The most egregious example of Trump and White House officials engaging in a Talmudic effort to dissemble and deceive is the list of 49 questions that were to be posed to Trump by Justice Department Special Counsel Robert Mueller. The list was claimed by Trump to have been “leaked” by Mueller to The New York Times. Legal observers who were clued into the obvious forgery of the list due to its several grammatical errors believe that it was not leaked by Mueller but crafted by Trump’s attorney, Jay Sekulow, who leaked it to the Times via a third party.
By blaming the leak of the list of questions on Mueller and his prosecutorial team, Trump has set up Mueller for a possible firing because he is accused of being a “leaker.” In firing FBI director James Comey and his deputy, Andrew McCabe, Trump accused them of being “leakers.”
Trump, in a tweet, wrote: “So disgraceful that the questions concerning the Russian Witch Hunt were “leaked” to the media. No questions on Collusion. Oh, I see . . . you have a made up, phony crime, Collusion, that never existed, and an investigation begun with illegally leaked classified information. Nice!” It is obvious that Trump is, once again, trying to use the “leaker” appellation against Mueller to justify his sacking of the special counsel.

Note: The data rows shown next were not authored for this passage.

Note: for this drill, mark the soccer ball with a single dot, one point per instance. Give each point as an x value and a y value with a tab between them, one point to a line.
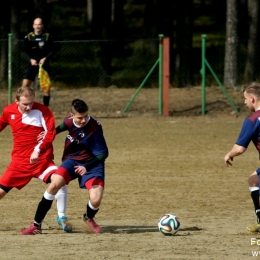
168	224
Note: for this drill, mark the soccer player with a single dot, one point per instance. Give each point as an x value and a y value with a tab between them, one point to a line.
250	131
31	158
37	49
83	158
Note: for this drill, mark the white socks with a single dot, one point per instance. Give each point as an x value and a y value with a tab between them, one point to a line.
62	200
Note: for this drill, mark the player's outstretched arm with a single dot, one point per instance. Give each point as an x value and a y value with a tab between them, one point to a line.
235	151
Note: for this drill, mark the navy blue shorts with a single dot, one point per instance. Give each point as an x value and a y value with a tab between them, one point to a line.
67	171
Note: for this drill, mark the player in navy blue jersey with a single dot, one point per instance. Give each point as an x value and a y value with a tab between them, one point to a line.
250	131
37	49
83	158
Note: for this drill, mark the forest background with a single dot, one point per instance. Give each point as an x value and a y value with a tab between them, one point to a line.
231	27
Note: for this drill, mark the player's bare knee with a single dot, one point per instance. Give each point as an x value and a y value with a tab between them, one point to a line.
2	193
253	180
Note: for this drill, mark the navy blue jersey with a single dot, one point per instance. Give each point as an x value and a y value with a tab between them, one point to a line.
250	131
83	144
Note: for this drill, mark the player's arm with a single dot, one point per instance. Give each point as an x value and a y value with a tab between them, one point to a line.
49	126
81	170
61	128
25	48
235	151
99	148
3	122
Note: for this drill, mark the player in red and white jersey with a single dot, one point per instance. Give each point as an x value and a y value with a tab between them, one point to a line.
31	158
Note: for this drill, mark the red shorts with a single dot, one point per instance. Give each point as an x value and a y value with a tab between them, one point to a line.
17	175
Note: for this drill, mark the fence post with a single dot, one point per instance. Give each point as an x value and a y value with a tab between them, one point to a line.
166	75
10	35
160	71
203	74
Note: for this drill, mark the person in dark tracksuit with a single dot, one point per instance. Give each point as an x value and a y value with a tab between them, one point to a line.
37	49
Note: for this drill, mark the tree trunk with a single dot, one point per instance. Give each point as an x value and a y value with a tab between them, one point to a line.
252	64
184	42
15	30
230	67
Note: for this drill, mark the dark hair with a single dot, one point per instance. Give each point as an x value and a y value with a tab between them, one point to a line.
78	105
25	91
253	88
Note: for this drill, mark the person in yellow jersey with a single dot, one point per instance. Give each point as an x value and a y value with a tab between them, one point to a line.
38	48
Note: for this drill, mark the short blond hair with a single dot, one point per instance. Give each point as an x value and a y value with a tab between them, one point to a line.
25	91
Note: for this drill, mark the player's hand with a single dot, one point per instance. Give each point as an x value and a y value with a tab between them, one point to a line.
227	160
40	136
34	62
42	61
81	170
34	157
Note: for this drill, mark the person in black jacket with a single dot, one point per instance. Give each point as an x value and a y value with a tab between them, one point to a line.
37	49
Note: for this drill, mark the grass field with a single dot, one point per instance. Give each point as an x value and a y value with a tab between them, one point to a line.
156	165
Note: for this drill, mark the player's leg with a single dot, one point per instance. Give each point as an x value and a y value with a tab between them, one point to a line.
254	189
44	205
46	92
62	194
95	188
3	191
63	175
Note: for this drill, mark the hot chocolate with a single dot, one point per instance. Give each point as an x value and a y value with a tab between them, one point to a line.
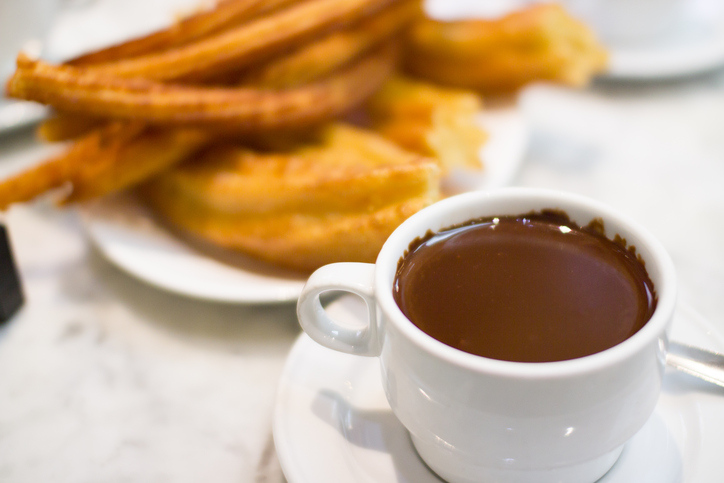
528	288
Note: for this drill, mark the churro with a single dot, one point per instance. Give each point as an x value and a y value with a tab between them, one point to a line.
229	109
542	42
334	200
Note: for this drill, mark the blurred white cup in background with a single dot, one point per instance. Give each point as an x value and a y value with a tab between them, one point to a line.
628	21
23	24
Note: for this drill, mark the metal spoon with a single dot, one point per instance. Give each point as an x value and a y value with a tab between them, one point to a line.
697	362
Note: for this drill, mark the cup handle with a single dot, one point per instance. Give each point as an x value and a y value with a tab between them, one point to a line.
356	278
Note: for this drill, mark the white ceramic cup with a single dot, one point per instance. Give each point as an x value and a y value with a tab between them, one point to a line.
474	419
625	22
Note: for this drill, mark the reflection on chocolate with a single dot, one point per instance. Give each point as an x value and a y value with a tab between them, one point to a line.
528	288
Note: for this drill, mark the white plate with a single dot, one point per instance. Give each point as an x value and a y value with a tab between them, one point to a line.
695	46
332	422
129	236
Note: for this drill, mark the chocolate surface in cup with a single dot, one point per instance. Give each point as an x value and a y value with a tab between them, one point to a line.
529	288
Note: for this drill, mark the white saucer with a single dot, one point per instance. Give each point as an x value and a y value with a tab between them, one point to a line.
332	422
129	236
695	46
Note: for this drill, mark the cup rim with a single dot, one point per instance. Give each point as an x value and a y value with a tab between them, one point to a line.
400	239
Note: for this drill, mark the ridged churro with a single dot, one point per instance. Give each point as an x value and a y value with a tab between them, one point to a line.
246	44
542	42
223	16
229	109
434	121
334	200
324	56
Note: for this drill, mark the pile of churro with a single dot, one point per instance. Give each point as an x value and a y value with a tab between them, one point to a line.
302	132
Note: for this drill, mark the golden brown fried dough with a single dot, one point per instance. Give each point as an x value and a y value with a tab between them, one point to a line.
541	42
433	121
64	168
239	110
334	201
65	126
246	44
225	15
321	58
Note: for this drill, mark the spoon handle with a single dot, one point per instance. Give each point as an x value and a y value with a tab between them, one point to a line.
697	362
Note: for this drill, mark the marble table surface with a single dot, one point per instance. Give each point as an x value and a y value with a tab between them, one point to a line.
106	379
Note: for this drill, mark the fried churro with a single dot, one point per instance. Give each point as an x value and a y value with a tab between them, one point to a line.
334	200
434	121
324	56
246	44
225	15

The White House also relied on a discredited and arcane report from Israeli Prime Minister Binyamin Netanyahu that suggests Iran has a nuclear weapons program. Piggybacking on this ludicrous allegation by Netanyahu to convince Trump to withdraw from the six-power nuclear agreement with Iran, White House Press Secretary Sarah Huckabee Sanders said Netanyahu’s “facts are consistent with what the United States has long known: Iran has a robust, clandestine nuclear weapons program that it has tried and failed to hide from the world and from its own people.” The White House later changed “has” to “had.” The phoniness of Israel’s allegations about Iran are similar to George W. Bush’s allegation that Saddam Hussein acquired yellow cake uranium from Niger. The basis for that charge was a forged Niger government document provided by neocon agents-of-influence in Washington and Rome.

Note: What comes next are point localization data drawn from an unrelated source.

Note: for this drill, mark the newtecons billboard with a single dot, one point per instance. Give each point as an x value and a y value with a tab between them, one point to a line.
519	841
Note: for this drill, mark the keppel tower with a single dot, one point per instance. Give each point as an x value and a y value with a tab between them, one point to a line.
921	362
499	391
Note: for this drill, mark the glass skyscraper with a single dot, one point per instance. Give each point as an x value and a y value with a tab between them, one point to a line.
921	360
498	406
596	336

Just as the George W. Bush neocons fomented color revolutions in Georgia, Ukraine, Kyrgyzstan, Moldova, and Belarus, the Trump neocons, chiefly, National Security Adviser John Bolton, have green-lighted color revolutions in Nicaragua and Armenia. Both countries are pro-Russia and their themed revolutions have grown in intensity after Bolton took over the National Security Council and began hiring his neocon cronies from past administrations.
Trump has also supported the attempt to blame Russia for a contrived “chemical attack” in Douma, Syria. The “attack,” which was staged by the Saudi- and Central Intelligence Agency-supported Syrian “White Helmets,” was blamed by Trump on Syrian President Bashar al-Assad. The bogus incident was used by Trump as a pretext to launch a cruise missile attack on Syrian military targets.

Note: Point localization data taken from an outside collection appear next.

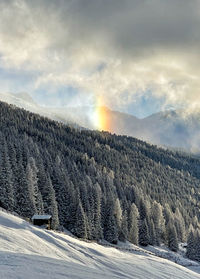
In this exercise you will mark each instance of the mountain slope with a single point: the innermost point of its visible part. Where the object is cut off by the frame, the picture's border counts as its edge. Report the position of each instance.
(169, 128)
(75, 174)
(29, 252)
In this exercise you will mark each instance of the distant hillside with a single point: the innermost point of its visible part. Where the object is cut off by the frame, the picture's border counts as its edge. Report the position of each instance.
(95, 184)
(170, 129)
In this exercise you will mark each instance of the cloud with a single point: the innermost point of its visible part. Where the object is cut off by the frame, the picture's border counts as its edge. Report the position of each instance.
(113, 48)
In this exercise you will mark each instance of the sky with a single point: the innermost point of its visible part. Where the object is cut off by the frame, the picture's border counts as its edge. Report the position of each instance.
(138, 56)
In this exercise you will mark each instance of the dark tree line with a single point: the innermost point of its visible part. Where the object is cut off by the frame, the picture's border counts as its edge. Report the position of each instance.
(95, 184)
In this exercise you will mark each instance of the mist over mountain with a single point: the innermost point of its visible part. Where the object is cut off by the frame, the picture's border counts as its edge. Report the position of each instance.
(170, 128)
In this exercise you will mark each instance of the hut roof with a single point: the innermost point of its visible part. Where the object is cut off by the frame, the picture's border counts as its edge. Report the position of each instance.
(41, 217)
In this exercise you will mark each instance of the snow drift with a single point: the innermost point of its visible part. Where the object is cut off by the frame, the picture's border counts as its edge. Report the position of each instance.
(30, 252)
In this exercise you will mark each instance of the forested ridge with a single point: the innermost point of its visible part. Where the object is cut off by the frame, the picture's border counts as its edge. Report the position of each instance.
(95, 184)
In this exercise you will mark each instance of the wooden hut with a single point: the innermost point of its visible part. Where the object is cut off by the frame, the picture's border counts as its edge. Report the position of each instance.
(42, 220)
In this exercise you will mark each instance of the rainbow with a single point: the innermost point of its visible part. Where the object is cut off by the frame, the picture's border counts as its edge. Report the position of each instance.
(102, 119)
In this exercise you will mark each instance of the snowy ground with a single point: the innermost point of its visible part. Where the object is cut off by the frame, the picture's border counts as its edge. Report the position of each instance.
(29, 252)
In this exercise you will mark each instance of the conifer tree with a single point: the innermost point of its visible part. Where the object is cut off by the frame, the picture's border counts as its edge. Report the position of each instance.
(133, 224)
(191, 245)
(80, 229)
(143, 233)
(172, 239)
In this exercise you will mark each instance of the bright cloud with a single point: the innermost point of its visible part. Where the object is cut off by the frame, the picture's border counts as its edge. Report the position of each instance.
(111, 48)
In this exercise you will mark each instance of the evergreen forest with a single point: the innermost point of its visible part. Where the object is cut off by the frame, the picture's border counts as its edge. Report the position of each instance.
(98, 185)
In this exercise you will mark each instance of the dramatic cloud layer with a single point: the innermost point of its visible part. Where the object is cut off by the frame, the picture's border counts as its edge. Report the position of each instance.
(111, 48)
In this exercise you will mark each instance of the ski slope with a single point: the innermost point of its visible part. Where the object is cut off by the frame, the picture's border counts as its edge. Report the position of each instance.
(29, 252)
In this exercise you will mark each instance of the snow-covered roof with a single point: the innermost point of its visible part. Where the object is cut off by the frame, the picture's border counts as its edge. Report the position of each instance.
(39, 217)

The alleged nerve agent attack on former Russian spy Sergei Skripal and his daughter, Yulia, in Salisbury, England, resulted in the Trump administration blaming Russia for the attack and tightening economic sanctions on Russia. The incident resulted in the closure of the Russian consulate in Seattle and the expulsion of scores of Russian diplomats from the United States. In 2017, congressional-mandated sanctions against Russia resulted in the closure of the Russian consulate general in San Francisco and the declaring of several Russian diplomats as persona non grata.
In the neocons, Trump has found individuals who are as prone to lying and cheating as he is. It is a marriage made in hell.
Previously published in the Wayne Madsen Report.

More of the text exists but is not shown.